Joseph Edivri brings experience in strengthening access controls, improving visibility into systems, and coordinating incident response readiness. His evaluation prioritises realism and reliability. He assesses whether designs anticipate failure points and whether response and recovery plans are actionable. Solutions that rely on theoretical models without practical grounding are likely to face scrutiny.
What He Will Look For in High Quality Hackathon Submissions
Across all three judging areas, high-quality submissions share common characteristics. They articulate risk clearly and explain why certain risks matter more than others. They demonstrate feasibility within real operating environments and show awareness of constraints such as people, processes, and governance structures.
Strong submissions also embed accountability into their design. Clear ownership, decision paths, and escalation mechanisms signal maturity and readiness for adoption. Resilience is another key indicator, reflected in the ability of a solution to continue functioning or recover quickly when conditions change.
Projects that outline measurable outcomes and practical implementation paths further distinguish themselves. Judges look for clarity on how success can be assessed and how solutions could be deployed incrementally rather than as abstract concepts.
What Participants Should Expect from the Judging Process
Judging at the WATEF Hackathon is demanding but constructive. Judges are expected to engage critically while remaining fair and consistent. Questions are designed to surface assumptions, clarify intent, and test whether a solution can evolve beyond a prototype.
Joseph Edivri’s approach reflects this balance. He applies structured analysis while remaining open to different design paths, provided they are defensible and grounded in reality. His emphasis on documentation and clarity encourages teams to explain their logic, controls, and limitations with precision.

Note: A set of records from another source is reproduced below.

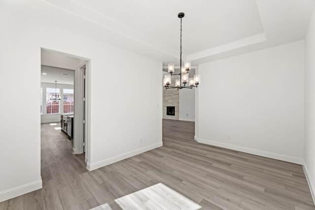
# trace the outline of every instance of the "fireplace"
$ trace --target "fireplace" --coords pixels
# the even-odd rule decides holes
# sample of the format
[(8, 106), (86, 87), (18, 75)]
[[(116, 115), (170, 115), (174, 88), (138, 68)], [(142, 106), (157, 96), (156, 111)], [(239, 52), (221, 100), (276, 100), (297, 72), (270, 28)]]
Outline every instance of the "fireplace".
[(175, 106), (166, 106), (166, 115), (175, 115)]

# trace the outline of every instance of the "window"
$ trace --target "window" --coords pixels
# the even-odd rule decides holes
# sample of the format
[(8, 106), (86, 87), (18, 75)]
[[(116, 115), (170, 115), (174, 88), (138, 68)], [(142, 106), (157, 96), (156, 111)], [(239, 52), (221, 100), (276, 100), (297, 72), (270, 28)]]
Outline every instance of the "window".
[[(47, 88), (46, 107), (47, 114), (59, 113), (59, 88)], [(58, 100), (59, 99), (59, 100)]]
[(64, 89), (63, 113), (73, 113), (74, 95), (73, 89)]

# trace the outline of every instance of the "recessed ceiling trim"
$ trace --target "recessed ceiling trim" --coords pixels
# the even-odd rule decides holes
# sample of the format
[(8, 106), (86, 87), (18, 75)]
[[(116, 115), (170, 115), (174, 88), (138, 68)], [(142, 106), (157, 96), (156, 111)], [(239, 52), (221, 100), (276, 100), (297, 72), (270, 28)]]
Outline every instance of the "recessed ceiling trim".
[(218, 54), (224, 52), (245, 47), (252, 44), (257, 44), (267, 41), (267, 37), (265, 33), (259, 34), (252, 36), (240, 39), (233, 41), (226, 44), (219, 46), (203, 51), (199, 52), (191, 55), (189, 55), (187, 57), (187, 59), (190, 61), (194, 61), (201, 58), (211, 56), (216, 54)]
[(77, 2), (69, 0), (43, 0), (81, 18), (118, 34), (120, 35), (175, 58), (178, 57), (177, 49), (173, 49), (164, 44), (155, 41), (150, 37)]

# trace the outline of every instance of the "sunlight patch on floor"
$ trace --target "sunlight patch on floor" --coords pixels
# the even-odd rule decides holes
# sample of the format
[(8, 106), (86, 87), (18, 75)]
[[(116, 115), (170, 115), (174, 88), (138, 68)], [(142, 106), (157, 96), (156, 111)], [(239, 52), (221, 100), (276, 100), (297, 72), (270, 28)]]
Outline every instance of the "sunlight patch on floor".
[(201, 208), (198, 204), (161, 183), (116, 199), (115, 201), (123, 210)]

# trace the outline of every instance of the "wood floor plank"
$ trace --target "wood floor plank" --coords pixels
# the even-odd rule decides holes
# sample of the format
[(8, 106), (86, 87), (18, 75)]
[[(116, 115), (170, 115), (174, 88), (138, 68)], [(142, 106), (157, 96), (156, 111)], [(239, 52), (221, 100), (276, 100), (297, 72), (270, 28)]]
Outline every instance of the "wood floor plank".
[(44, 209), (63, 209), (53, 179), (43, 183), (42, 190)]
[(42, 189), (39, 189), (24, 195), (25, 210), (40, 210), (44, 209)]
[(68, 185), (61, 187), (57, 189), (57, 192), (64, 210), (83, 210), (71, 186)]

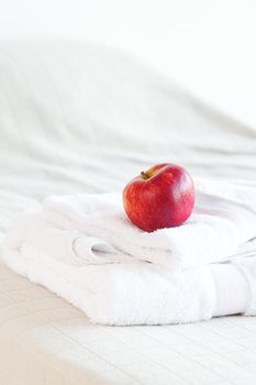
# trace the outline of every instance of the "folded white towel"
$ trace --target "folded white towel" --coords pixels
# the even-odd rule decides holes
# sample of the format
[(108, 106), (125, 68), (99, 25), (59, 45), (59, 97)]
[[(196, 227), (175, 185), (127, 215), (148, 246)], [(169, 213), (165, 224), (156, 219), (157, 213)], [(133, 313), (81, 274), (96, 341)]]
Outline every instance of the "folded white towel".
[(183, 272), (143, 262), (78, 267), (30, 243), (3, 250), (3, 258), (18, 274), (58, 294), (98, 323), (167, 324), (256, 314), (256, 245), (255, 257), (235, 261), (235, 267), (216, 263)]
[[(47, 198), (41, 211), (16, 217), (3, 243), (3, 258), (100, 323), (163, 324), (254, 315), (256, 257), (241, 266), (237, 255), (230, 264), (207, 263), (224, 262), (255, 237), (255, 186), (197, 180), (196, 191), (190, 220), (154, 233), (126, 219), (119, 195)], [(256, 255), (255, 243), (237, 252), (243, 260)]]
[(147, 233), (131, 223), (118, 194), (56, 196), (21, 213), (8, 248), (24, 242), (66, 263), (146, 261), (169, 270), (221, 261), (256, 237), (256, 184), (196, 179), (197, 202), (178, 228)]
[(256, 237), (256, 184), (196, 179), (194, 185), (197, 200), (190, 219), (153, 233), (131, 223), (121, 195), (115, 194), (49, 197), (42, 215), (58, 229), (105, 242), (103, 263), (115, 262), (114, 249), (123, 262), (130, 257), (171, 270), (188, 268), (225, 258)]

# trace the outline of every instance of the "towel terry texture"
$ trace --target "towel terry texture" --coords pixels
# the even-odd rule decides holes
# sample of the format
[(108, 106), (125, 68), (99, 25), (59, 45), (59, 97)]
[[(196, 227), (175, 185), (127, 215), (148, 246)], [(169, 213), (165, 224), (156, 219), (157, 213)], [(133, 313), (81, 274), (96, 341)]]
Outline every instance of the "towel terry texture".
[(100, 323), (254, 315), (256, 245), (248, 241), (256, 237), (256, 185), (199, 178), (194, 186), (190, 219), (153, 233), (129, 221), (118, 194), (46, 198), (40, 211), (14, 219), (4, 261)]

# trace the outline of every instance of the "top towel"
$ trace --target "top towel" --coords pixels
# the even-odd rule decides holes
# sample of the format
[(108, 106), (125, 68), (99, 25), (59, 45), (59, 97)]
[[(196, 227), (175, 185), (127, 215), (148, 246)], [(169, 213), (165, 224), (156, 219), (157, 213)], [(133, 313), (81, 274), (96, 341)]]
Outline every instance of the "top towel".
[(177, 228), (140, 230), (119, 194), (53, 196), (40, 212), (20, 215), (7, 240), (13, 248), (32, 243), (63, 262), (145, 261), (183, 270), (227, 258), (256, 237), (256, 184), (197, 178), (194, 187), (194, 211)]

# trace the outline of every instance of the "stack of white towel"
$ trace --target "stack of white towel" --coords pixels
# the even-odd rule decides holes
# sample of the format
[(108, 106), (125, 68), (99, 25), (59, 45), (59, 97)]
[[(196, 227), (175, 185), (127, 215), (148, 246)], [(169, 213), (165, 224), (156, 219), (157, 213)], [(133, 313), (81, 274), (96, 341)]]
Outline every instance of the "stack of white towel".
[(256, 314), (256, 184), (196, 179), (178, 228), (143, 232), (119, 194), (55, 196), (15, 217), (8, 266), (107, 324)]

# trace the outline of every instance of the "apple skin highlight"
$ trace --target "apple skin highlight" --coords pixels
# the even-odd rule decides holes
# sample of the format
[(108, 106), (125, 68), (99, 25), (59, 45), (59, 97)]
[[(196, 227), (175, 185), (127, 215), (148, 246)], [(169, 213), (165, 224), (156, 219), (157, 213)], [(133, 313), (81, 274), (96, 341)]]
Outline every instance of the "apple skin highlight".
[(130, 220), (144, 231), (180, 226), (193, 210), (193, 180), (176, 164), (153, 166), (125, 186), (123, 206)]

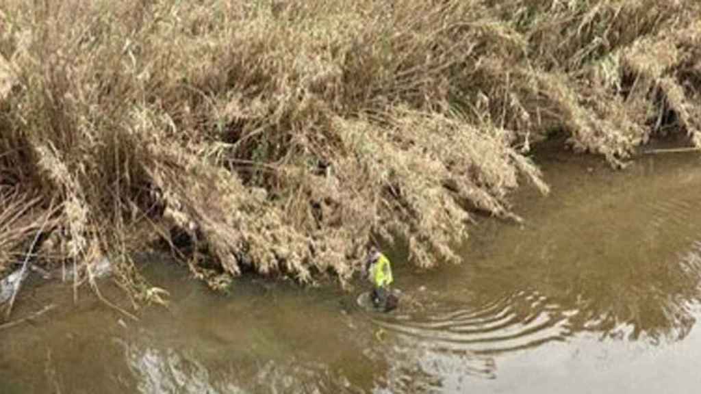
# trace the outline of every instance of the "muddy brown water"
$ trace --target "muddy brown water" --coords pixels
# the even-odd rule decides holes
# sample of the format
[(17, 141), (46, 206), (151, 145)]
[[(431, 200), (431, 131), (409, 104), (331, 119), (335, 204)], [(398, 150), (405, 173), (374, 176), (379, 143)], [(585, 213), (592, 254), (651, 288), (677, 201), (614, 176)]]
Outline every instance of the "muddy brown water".
[(245, 279), (224, 296), (155, 257), (144, 270), (172, 301), (138, 322), (29, 287), (16, 316), (57, 307), (0, 331), (0, 393), (698, 392), (701, 158), (540, 161), (552, 194), (519, 192), (523, 225), (480, 219), (463, 264), (390, 253), (404, 302), (388, 315), (358, 306), (360, 283)]

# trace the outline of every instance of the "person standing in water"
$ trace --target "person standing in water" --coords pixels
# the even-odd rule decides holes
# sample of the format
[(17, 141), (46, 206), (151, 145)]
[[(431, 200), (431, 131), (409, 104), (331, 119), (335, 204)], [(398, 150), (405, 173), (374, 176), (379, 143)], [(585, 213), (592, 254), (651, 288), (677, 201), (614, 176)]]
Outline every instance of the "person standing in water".
[(372, 283), (371, 299), (375, 308), (389, 312), (397, 307), (397, 298), (390, 285), (394, 281), (390, 259), (374, 246), (370, 247), (363, 266), (363, 274)]

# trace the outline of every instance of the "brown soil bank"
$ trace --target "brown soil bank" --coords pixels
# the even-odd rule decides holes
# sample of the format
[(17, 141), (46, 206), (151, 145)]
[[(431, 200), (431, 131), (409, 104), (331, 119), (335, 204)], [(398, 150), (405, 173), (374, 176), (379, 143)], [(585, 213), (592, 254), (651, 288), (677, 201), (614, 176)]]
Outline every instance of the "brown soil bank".
[(109, 254), (142, 290), (128, 256), (157, 236), (215, 287), (345, 283), (372, 234), (430, 266), (470, 212), (515, 217), (553, 131), (615, 165), (671, 130), (701, 146), (697, 0), (0, 10), (0, 273)]

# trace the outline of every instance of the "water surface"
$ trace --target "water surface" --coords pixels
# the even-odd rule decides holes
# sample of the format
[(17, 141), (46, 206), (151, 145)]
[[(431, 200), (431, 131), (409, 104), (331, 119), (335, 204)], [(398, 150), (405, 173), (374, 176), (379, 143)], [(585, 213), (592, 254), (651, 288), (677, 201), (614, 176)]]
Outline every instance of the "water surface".
[(223, 296), (154, 257), (172, 302), (138, 322), (87, 292), (25, 290), (17, 315), (58, 307), (0, 331), (0, 393), (696, 392), (701, 158), (539, 160), (552, 194), (519, 192), (522, 225), (478, 219), (461, 265), (390, 254), (405, 299), (388, 315), (358, 307), (360, 283), (249, 278)]

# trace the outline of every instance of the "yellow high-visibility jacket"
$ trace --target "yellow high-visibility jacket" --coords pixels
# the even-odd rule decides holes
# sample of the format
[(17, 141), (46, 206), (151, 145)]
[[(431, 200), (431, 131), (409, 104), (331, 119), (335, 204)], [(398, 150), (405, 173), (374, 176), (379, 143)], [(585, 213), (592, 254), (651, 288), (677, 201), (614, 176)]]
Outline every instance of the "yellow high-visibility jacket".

Consistency is another defining element of his evaluation style. Applying the same standards across diverse submissions supports fairness and credibility, ensuring outcomes reflect merit rather than presentation style.
What This Appointment Signals About WATEF Hackathon 2024
The appointment of judges with this profile signals WATEF’s commitment to responsible innovation and professional rigour. It communicates to participants that solutions will be judged not only on creativity, but on their ability to address real challenges in security, governance, and trust.
Teams are encouraged to prepare submissions that reflect discipline, transparency, and awareness of operational realities. Innovation is understood as improvement that can be sustained, governed, and trusted over time.
Invitation to Participate
The WATEF Hackathon 2024 welcomes participation from innovators, developers, professionals, and multidisciplinary teams working on cybersecurity, digital infrastructure, governance tools, data protection, and resilience-focused solutions. Participants are encouraged to submit ideas that demonstrate responsible design and practical relevance.
The Hackathon provides an opportunity to test ideas against professional scrutiny, receive informed feedback, and contribute to solutions that matter within the West African technology ecosystem.
The appointment of Joseph Edivri as a Judge for the WATEF Hackathon 2024 underscores the Forum’s commitment to credible evaluation and responsible innovation. WATEF looks forward to engaging with participants whose work reflects similar discipline and purpose, and to supporting solutions that strengthen digital systems across the region with consistency, accountability, and professional care.